Pumpkin skin is edible and you don't have to peel it off, depending on the recipe you're making. If you're making pumpkin puree, you'll want to peel the pumpkin to get rid of the tough skin. But if you're steaming pumpkin to use as a side dish or some such, feel free to steam it with the skin on (just make sure to wash the pumpkin first).
2. Core the Pumpkin
Cut the pumpkin in half with a sharp chef's knife. Use a large metal spoon to remove the pumpkin seeds and stringy innards from the pumpkin halves.
3. Chop the Pumpkin
Chop the pumpkin flesh into 2-inch-square cubes with a chef's knife.
4. Set Up Your Steamer
Set a steamer basket into a large pot.
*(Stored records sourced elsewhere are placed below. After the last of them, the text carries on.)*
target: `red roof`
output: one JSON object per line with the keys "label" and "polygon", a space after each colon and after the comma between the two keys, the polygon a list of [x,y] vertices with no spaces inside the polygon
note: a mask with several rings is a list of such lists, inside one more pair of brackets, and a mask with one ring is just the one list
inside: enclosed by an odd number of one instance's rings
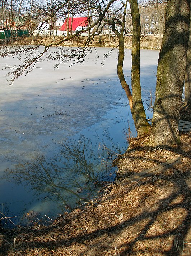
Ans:
{"label": "red roof", "polygon": [[69,19],[67,18],[59,30],[67,31],[67,21],[69,21],[70,31],[71,29],[71,23],[72,23],[72,31],[75,31],[78,27],[85,27],[88,23],[88,18],[86,17],[69,18]]}

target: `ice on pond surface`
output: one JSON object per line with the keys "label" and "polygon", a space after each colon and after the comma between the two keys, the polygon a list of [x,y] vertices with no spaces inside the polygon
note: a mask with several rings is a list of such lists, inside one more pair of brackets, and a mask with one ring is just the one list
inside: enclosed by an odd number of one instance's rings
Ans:
{"label": "ice on pond surface", "polygon": [[[83,63],[62,64],[58,69],[45,60],[38,65],[41,69],[19,78],[11,86],[8,86],[3,67],[17,60],[6,59],[5,63],[0,60],[0,211],[18,216],[16,222],[29,213],[31,217],[38,213],[56,217],[66,205],[73,207],[79,200],[96,196],[99,183],[112,177],[113,170],[101,160],[100,145],[118,153],[127,146],[123,129],[129,122],[135,132],[117,75],[117,52],[103,62],[110,50],[93,50]],[[146,103],[150,91],[154,93],[158,56],[157,51],[141,51]],[[124,66],[130,84],[129,49]]]}

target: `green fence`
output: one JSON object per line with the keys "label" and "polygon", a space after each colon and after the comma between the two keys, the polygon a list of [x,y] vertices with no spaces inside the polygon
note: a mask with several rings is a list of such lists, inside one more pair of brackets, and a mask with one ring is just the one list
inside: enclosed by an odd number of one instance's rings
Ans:
{"label": "green fence", "polygon": [[0,39],[5,39],[5,36],[7,39],[11,38],[11,32],[12,36],[14,38],[16,37],[28,37],[29,36],[29,30],[14,30],[11,31],[10,29],[5,29],[4,31],[0,32]]}

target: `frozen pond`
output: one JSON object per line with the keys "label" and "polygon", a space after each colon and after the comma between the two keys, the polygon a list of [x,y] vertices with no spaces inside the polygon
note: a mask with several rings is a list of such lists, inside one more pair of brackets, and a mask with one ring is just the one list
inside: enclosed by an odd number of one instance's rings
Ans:
{"label": "frozen pond", "polygon": [[[113,177],[113,170],[101,164],[99,145],[122,152],[127,147],[123,130],[129,122],[135,132],[117,75],[117,50],[102,65],[103,55],[111,49],[97,48],[97,59],[94,49],[83,63],[63,64],[58,69],[45,60],[37,65],[41,69],[10,86],[3,67],[17,63],[17,58],[0,59],[0,211],[18,216],[12,219],[15,223],[23,214],[25,221],[30,215],[33,221],[56,217],[66,205],[95,196],[93,188]],[[154,93],[158,53],[141,51],[145,101],[150,90]],[[124,66],[130,84],[129,49]]]}

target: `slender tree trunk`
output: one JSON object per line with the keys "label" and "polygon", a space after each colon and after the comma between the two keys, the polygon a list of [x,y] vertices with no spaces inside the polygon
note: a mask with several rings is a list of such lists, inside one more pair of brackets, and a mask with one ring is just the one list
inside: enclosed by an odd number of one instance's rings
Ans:
{"label": "slender tree trunk", "polygon": [[[191,5],[190,6],[191,10]],[[190,14],[189,38],[185,77],[185,106],[191,110],[191,10]]]}
{"label": "slender tree trunk", "polygon": [[159,53],[151,142],[163,147],[180,141],[178,125],[189,37],[190,0],[168,0]]}
{"label": "slender tree trunk", "polygon": [[148,123],[143,104],[140,81],[140,39],[141,25],[137,0],[129,1],[131,8],[133,36],[131,55],[131,85],[134,122],[138,136],[148,133],[150,126]]}

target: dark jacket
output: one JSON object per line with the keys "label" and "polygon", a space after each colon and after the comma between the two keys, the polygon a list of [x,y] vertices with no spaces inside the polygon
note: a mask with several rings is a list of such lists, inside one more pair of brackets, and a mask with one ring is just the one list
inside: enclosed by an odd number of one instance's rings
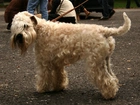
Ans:
{"label": "dark jacket", "polygon": [[6,23],[11,23],[15,14],[26,11],[28,0],[11,0],[6,7],[4,19]]}

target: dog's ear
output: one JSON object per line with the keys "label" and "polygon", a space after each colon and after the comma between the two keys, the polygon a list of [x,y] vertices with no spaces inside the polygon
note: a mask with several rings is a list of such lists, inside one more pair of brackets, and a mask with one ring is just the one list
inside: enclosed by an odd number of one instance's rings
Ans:
{"label": "dog's ear", "polygon": [[33,22],[33,25],[36,26],[37,25],[37,20],[34,16],[30,17],[31,21]]}

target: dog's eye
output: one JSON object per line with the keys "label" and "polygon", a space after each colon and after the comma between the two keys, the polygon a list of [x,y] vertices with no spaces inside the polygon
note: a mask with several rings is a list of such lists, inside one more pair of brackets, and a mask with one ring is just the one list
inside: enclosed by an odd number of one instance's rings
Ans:
{"label": "dog's eye", "polygon": [[28,28],[28,25],[27,24],[24,24],[24,28]]}

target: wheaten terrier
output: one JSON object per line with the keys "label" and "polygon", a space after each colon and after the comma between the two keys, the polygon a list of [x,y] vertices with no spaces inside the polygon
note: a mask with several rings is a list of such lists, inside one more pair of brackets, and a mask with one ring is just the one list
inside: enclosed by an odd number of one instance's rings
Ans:
{"label": "wheaten terrier", "polygon": [[84,59],[93,84],[105,99],[114,98],[119,83],[110,67],[110,56],[115,48],[112,36],[121,36],[130,29],[131,21],[126,13],[123,18],[122,26],[108,28],[45,21],[28,12],[20,12],[12,22],[11,44],[24,54],[35,42],[38,92],[65,89],[68,78],[64,66]]}

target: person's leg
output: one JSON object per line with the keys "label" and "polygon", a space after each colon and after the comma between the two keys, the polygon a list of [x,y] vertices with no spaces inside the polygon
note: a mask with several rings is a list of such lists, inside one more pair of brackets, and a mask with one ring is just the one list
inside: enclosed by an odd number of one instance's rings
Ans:
{"label": "person's leg", "polygon": [[130,4],[131,4],[131,1],[130,0],[127,0],[127,2],[126,2],[126,8],[130,8]]}
{"label": "person's leg", "polygon": [[110,8],[108,5],[108,0],[102,0],[102,8],[103,8],[103,17],[109,17]]}
{"label": "person's leg", "polygon": [[140,2],[138,0],[135,0],[135,3],[138,7],[140,7]]}
{"label": "person's leg", "polygon": [[39,0],[29,0],[27,4],[27,11],[31,14],[34,14],[36,7],[39,4]]}
{"label": "person's leg", "polygon": [[40,13],[42,18],[48,20],[48,10],[47,10],[48,0],[40,0]]}

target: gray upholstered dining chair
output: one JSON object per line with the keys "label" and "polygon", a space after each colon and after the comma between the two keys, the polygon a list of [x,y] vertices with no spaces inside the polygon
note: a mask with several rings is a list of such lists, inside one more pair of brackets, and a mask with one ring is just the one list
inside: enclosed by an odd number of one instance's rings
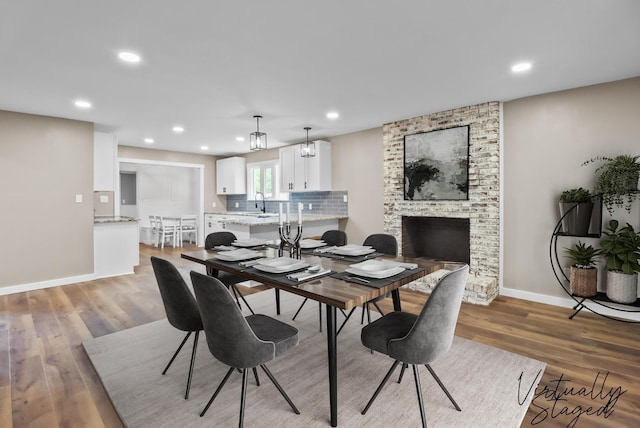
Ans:
{"label": "gray upholstered dining chair", "polygon": [[242,427],[247,394],[247,369],[255,370],[258,366],[293,411],[299,415],[300,411],[265,365],[298,345],[298,330],[262,314],[244,317],[224,284],[214,277],[192,271],[191,281],[202,315],[209,351],[217,360],[230,367],[200,416],[204,416],[229,376],[237,369],[242,371],[239,424]]}
{"label": "gray upholstered dining chair", "polygon": [[[322,234],[320,240],[326,242],[328,246],[339,247],[347,244],[347,234],[342,230],[327,230]],[[309,299],[305,297],[295,315],[291,318],[292,321],[296,319],[307,300]],[[320,320],[320,332],[322,332],[322,302],[318,302],[318,319]]]}
{"label": "gray upholstered dining chair", "polygon": [[[231,245],[231,243],[235,240],[236,240],[236,235],[234,235],[232,232],[229,232],[226,230],[213,232],[208,234],[207,237],[205,238],[204,248],[206,250],[211,250],[214,247],[217,247],[218,245]],[[238,307],[242,308],[240,306],[240,299],[242,299],[244,304],[247,306],[247,309],[249,309],[249,312],[251,312],[252,314],[254,313],[253,309],[251,308],[247,300],[244,298],[244,296],[236,286],[236,284],[238,284],[239,282],[246,281],[244,278],[237,275],[230,274],[228,272],[219,271],[218,269],[214,269],[210,266],[207,266],[207,275],[218,278],[224,285],[227,286],[227,288],[231,290],[234,297],[236,298],[236,303],[238,304]]]}
{"label": "gray upholstered dining chair", "polygon": [[[398,255],[398,241],[396,240],[396,237],[393,235],[389,235],[387,233],[374,233],[372,235],[369,235],[366,237],[366,239],[364,240],[364,242],[362,243],[362,245],[364,246],[370,246],[372,247],[374,250],[376,250],[377,253],[381,253],[381,254],[386,254],[388,256],[397,256]],[[362,324],[364,322],[364,314],[367,314],[367,323],[371,323],[371,308],[370,305],[375,306],[375,308],[378,310],[378,312],[380,312],[381,315],[384,315],[384,312],[382,312],[382,309],[380,309],[380,307],[378,306],[378,302],[382,299],[385,299],[389,297],[389,294],[383,294],[382,296],[376,297],[373,300],[370,300],[368,302],[365,302],[362,305],[362,316],[360,318],[360,324]],[[349,314],[347,315],[347,318],[342,322],[342,325],[340,326],[340,328],[338,329],[338,333],[340,333],[340,331],[342,330],[342,328],[345,326],[345,324],[347,323],[347,321],[349,321],[349,318],[351,317],[351,315],[353,314],[353,312],[356,310],[356,308],[352,308],[351,311],[349,311]]]}
{"label": "gray upholstered dining chair", "polygon": [[171,357],[169,364],[162,371],[162,374],[167,373],[169,367],[180,353],[180,350],[191,336],[191,333],[195,333],[193,338],[193,350],[191,351],[191,365],[189,366],[189,376],[187,378],[187,390],[185,391],[185,400],[189,398],[189,389],[191,388],[191,378],[193,377],[193,365],[196,359],[196,350],[198,349],[198,337],[200,331],[202,331],[202,319],[200,318],[200,310],[196,299],[191,294],[191,290],[187,286],[187,283],[178,272],[178,269],[171,264],[171,262],[160,259],[158,257],[151,257],[151,265],[153,266],[153,272],[158,282],[158,288],[160,289],[160,296],[162,297],[162,303],[164,304],[164,310],[167,314],[167,320],[169,323],[178,330],[186,331],[187,335],[178,346],[178,349]]}
{"label": "gray upholstered dining chair", "polygon": [[423,427],[427,426],[427,422],[418,374],[419,365],[424,364],[427,367],[456,410],[461,410],[430,364],[451,348],[468,274],[469,266],[464,265],[444,275],[434,287],[419,315],[392,312],[362,328],[360,339],[364,346],[395,360],[362,411],[363,415],[367,413],[400,363],[402,371],[398,382],[402,380],[402,373],[409,364],[413,368]]}

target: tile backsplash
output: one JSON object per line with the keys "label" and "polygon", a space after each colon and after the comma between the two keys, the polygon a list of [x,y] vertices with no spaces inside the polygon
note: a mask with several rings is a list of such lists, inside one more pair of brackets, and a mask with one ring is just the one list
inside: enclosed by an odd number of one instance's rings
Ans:
{"label": "tile backsplash", "polygon": [[[292,207],[297,206],[298,202],[302,202],[305,214],[318,215],[347,215],[349,203],[345,202],[347,196],[346,191],[337,192],[292,192],[289,194],[289,200],[266,199],[265,206],[267,212],[278,212],[278,204],[280,202],[289,202]],[[247,195],[228,195],[227,211],[258,211],[262,208],[262,200],[258,199],[258,207],[256,202],[247,200]],[[236,208],[236,203],[238,207]],[[309,211],[309,204],[312,208]]]}

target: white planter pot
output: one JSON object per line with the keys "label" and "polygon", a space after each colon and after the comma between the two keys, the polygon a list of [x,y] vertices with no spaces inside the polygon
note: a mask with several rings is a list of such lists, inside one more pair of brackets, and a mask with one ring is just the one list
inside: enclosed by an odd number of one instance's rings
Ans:
{"label": "white planter pot", "polygon": [[638,274],[607,271],[607,297],[617,303],[633,303],[638,298]]}

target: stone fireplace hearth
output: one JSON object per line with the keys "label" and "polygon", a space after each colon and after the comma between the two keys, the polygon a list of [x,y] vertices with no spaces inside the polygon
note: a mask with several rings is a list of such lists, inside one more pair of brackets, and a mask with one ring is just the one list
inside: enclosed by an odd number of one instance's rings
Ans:
{"label": "stone fireplace hearth", "polygon": [[[404,136],[438,129],[469,125],[469,199],[412,201],[404,199]],[[451,223],[468,223],[468,259],[457,255],[430,257],[451,263],[468,263],[469,280],[464,300],[489,304],[498,295],[500,253],[500,105],[490,102],[445,112],[419,116],[383,127],[384,144],[384,229],[398,240],[402,254],[413,251],[405,243],[403,223],[412,218],[454,219]],[[404,219],[404,220],[403,220]],[[462,220],[462,222],[460,221]],[[446,225],[446,221],[443,223]],[[441,226],[429,232],[416,226],[412,233],[441,233]],[[466,226],[465,226],[466,227]],[[406,232],[405,232],[406,233]],[[433,237],[433,236],[432,236]],[[456,244],[459,245],[459,244]],[[464,250],[466,251],[466,249]],[[409,254],[407,254],[409,255]],[[419,257],[421,255],[418,255]],[[448,260],[448,257],[452,257]],[[445,266],[446,267],[446,266]],[[409,288],[429,292],[446,273],[438,271]]]}

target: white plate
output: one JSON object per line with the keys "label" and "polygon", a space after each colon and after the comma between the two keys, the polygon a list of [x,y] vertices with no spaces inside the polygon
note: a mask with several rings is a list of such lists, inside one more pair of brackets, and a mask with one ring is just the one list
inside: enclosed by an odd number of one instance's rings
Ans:
{"label": "white plate", "polygon": [[289,257],[277,257],[267,259],[258,264],[253,265],[254,268],[269,273],[285,273],[302,269],[309,266],[309,263],[298,259],[290,259]]}
{"label": "white plate", "polygon": [[376,250],[369,246],[362,245],[343,245],[342,247],[338,247],[332,251],[333,254],[338,254],[341,256],[364,256],[366,254],[375,253]]}
{"label": "white plate", "polygon": [[258,238],[236,239],[231,243],[234,247],[257,247],[266,244],[267,241]]}
{"label": "white plate", "polygon": [[237,262],[240,260],[254,259],[260,256],[262,256],[262,254],[260,254],[258,251],[240,248],[238,250],[223,251],[213,256],[213,258],[226,262]]}
{"label": "white plate", "polygon": [[367,260],[351,265],[346,269],[349,273],[368,278],[388,278],[404,270],[402,266],[379,260]]}
{"label": "white plate", "polygon": [[327,245],[326,242],[318,239],[301,239],[300,248],[318,248]]}

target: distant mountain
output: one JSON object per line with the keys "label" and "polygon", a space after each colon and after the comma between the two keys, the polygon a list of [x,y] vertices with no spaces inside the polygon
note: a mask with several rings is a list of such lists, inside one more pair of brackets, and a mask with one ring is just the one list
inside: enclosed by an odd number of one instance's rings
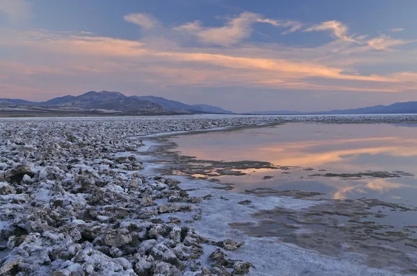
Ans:
{"label": "distant mountain", "polygon": [[140,100],[151,101],[158,103],[165,108],[175,110],[186,110],[190,111],[199,111],[204,113],[224,113],[233,114],[231,111],[225,110],[221,107],[208,105],[187,105],[177,101],[171,101],[162,97],[155,96],[132,96],[131,98]]}
{"label": "distant mountain", "polygon": [[126,114],[232,113],[220,107],[206,105],[186,105],[153,96],[127,96],[120,92],[90,91],[79,96],[64,96],[44,102],[19,99],[0,99],[2,108],[42,112],[101,112]]}
{"label": "distant mountain", "polygon": [[417,101],[395,103],[390,105],[375,105],[350,110],[335,110],[320,114],[399,114],[417,113]]}
{"label": "distant mountain", "polygon": [[390,105],[374,105],[350,110],[333,110],[311,112],[298,111],[254,111],[249,114],[417,114],[417,101],[395,103]]}
{"label": "distant mountain", "polygon": [[298,111],[291,110],[277,110],[277,111],[252,111],[248,114],[259,114],[259,115],[280,115],[280,114],[302,114]]}

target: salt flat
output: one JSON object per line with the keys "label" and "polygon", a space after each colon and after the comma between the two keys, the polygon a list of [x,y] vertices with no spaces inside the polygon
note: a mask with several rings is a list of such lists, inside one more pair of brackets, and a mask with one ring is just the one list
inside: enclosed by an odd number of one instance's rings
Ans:
{"label": "salt flat", "polygon": [[[370,267],[356,253],[340,259],[231,229],[231,221],[250,221],[264,209],[297,212],[321,202],[158,175],[142,159],[140,137],[293,121],[415,121],[407,114],[1,119],[0,231],[7,244],[0,243],[0,275],[400,275],[404,268],[397,264]],[[244,200],[252,207],[238,204]]]}

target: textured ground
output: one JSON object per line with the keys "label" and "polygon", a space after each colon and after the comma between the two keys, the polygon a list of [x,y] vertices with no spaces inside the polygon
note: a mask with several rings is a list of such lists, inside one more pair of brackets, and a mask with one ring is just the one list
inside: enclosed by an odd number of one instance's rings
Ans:
{"label": "textured ground", "polygon": [[[138,151],[142,144],[138,136],[289,121],[389,119],[202,116],[0,120],[0,275],[227,275],[250,271],[261,275],[251,264],[250,255],[230,257],[242,250],[247,252],[253,243],[245,249],[243,243],[216,239],[210,234],[215,232],[212,221],[202,234],[193,227],[205,221],[202,220],[204,206],[212,205],[213,211],[227,209],[224,204],[213,205],[214,200],[206,204],[210,196],[190,195],[192,187],[177,180],[142,173]],[[333,263],[327,266],[327,269],[334,267]],[[363,275],[383,274],[372,270]]]}

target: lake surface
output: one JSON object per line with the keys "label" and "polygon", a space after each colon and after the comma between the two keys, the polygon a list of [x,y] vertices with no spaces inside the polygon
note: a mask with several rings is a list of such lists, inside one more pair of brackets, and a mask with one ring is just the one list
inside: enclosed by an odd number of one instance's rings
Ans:
{"label": "lake surface", "polygon": [[[378,198],[417,206],[417,124],[291,123],[171,139],[178,144],[175,150],[197,159],[265,161],[289,167],[208,178],[233,183],[238,191],[300,189],[335,199]],[[395,177],[373,175],[384,171]],[[370,175],[332,175],[359,172]]]}

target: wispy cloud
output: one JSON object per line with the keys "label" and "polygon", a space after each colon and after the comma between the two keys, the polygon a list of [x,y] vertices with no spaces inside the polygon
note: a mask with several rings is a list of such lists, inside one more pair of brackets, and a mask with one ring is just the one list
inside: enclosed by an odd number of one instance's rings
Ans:
{"label": "wispy cloud", "polygon": [[320,23],[319,24],[313,25],[309,28],[307,28],[304,32],[312,32],[317,31],[329,31],[336,38],[347,40],[349,42],[354,42],[356,41],[354,38],[348,36],[348,32],[349,28],[348,26],[343,23],[333,20],[327,21],[325,22]]}
{"label": "wispy cloud", "polygon": [[289,28],[282,33],[288,34],[299,30],[302,24],[294,21],[277,21],[265,18],[253,12],[243,12],[231,18],[221,27],[205,27],[199,21],[189,22],[174,28],[174,31],[193,35],[202,43],[222,46],[232,46],[250,37],[255,23],[266,23],[276,27]]}
{"label": "wispy cloud", "polygon": [[131,13],[125,15],[125,21],[141,26],[145,29],[151,29],[160,25],[160,22],[154,16],[147,13]]}
{"label": "wispy cloud", "polygon": [[26,21],[31,15],[30,5],[25,0],[0,0],[1,13],[13,22]]}
{"label": "wispy cloud", "polygon": [[398,40],[386,35],[368,40],[368,44],[376,50],[386,50],[393,46],[402,45],[411,41]]}
{"label": "wispy cloud", "polygon": [[390,28],[389,31],[393,33],[402,32],[404,31],[402,28]]}
{"label": "wispy cloud", "polygon": [[[391,29],[392,32],[398,32],[403,29]],[[404,40],[401,39],[394,39],[384,34],[380,34],[379,37],[366,40],[368,37],[368,35],[349,35],[349,28],[343,23],[333,20],[313,25],[304,30],[304,32],[312,32],[318,31],[329,31],[334,37],[352,42],[363,46],[351,49],[345,51],[344,53],[358,53],[369,50],[384,50],[389,51],[394,46],[402,45],[414,42],[414,40]]]}
{"label": "wispy cloud", "polygon": [[[134,87],[134,91],[138,85],[155,89],[167,86],[262,88],[270,89],[271,93],[277,89],[398,93],[417,89],[417,72],[373,74],[370,69],[364,73],[359,66],[394,63],[402,56],[404,60],[405,52],[390,50],[411,40],[385,35],[373,38],[350,35],[348,26],[336,21],[305,27],[304,31],[308,32],[329,31],[335,38],[322,45],[256,44],[245,41],[256,24],[285,28],[284,34],[301,31],[303,24],[243,12],[220,27],[204,26],[200,21],[176,27],[179,34],[187,34],[193,42],[204,44],[190,46],[182,43],[183,36],[164,35],[172,30],[152,15],[131,14],[124,19],[147,30],[158,26],[158,32],[145,33],[140,40],[133,40],[88,31],[0,28],[0,49],[7,46],[13,51],[10,58],[0,59],[0,93],[10,94],[10,87],[24,85],[47,90],[43,84],[54,82],[78,87],[78,92],[83,90],[80,87],[94,89],[97,83],[104,89],[111,87],[104,84],[122,83]],[[19,59],[22,52],[31,56],[30,60]],[[407,60],[411,62],[416,55],[409,55]],[[16,61],[10,62],[13,57]]]}

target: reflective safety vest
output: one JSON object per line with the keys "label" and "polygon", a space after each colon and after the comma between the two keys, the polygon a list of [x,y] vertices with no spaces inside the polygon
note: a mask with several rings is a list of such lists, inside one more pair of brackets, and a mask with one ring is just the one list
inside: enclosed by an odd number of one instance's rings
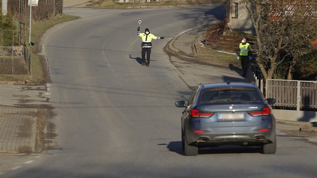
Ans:
{"label": "reflective safety vest", "polygon": [[151,41],[152,40],[160,39],[160,37],[156,37],[151,33],[146,35],[144,33],[141,33],[138,34],[138,35],[142,38],[142,44],[141,44],[141,46],[142,48],[151,48],[152,43]]}
{"label": "reflective safety vest", "polygon": [[246,43],[246,44],[243,44],[242,43],[240,43],[239,45],[239,48],[240,48],[240,54],[241,56],[248,56],[249,54],[249,49],[248,49],[248,47],[250,44],[248,43]]}

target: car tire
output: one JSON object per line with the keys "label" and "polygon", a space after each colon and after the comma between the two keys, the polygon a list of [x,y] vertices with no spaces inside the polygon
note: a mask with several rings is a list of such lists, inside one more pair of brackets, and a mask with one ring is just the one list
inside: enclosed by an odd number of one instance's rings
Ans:
{"label": "car tire", "polygon": [[198,154],[198,147],[195,146],[189,145],[187,144],[186,137],[183,134],[184,138],[184,152],[186,156],[197,156]]}
{"label": "car tire", "polygon": [[275,154],[276,152],[276,136],[271,143],[266,144],[263,147],[263,154]]}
Fill the pot with water until the water just touches the bottom of the basket.
5. Add Your Pumpkin
Place the pumpkin cubes in the steamer basket and set the lid on the pot.
6. Bring Water to a Boil
Set the pot on the stove and turn the burner to medium heat. Bring the water to a boil.
7. Steam the Pumpkin
Reduce the heat and simmer the water for 25 minutes.
8. Check for Doneness
Stick a fork into a pumpkin cube to check for doneness. The pumpkin will be soft when cooked. It can take up to 40 minutes for the pumpkin to be fully cooked.
9. Remove From Steamer
Remove the steamer basket from the pot and pour the pumpkin chunks into a bowl.
10. Mash the Pumpkin (Optional)
Puree the mixture with a stick blender or potato masher if you are replacing canned pumpkin puree with the freshly cooked pumpkin.
Do not cook a pumpkin that has already been carved. Once cut, pumpkins begin to develop mold.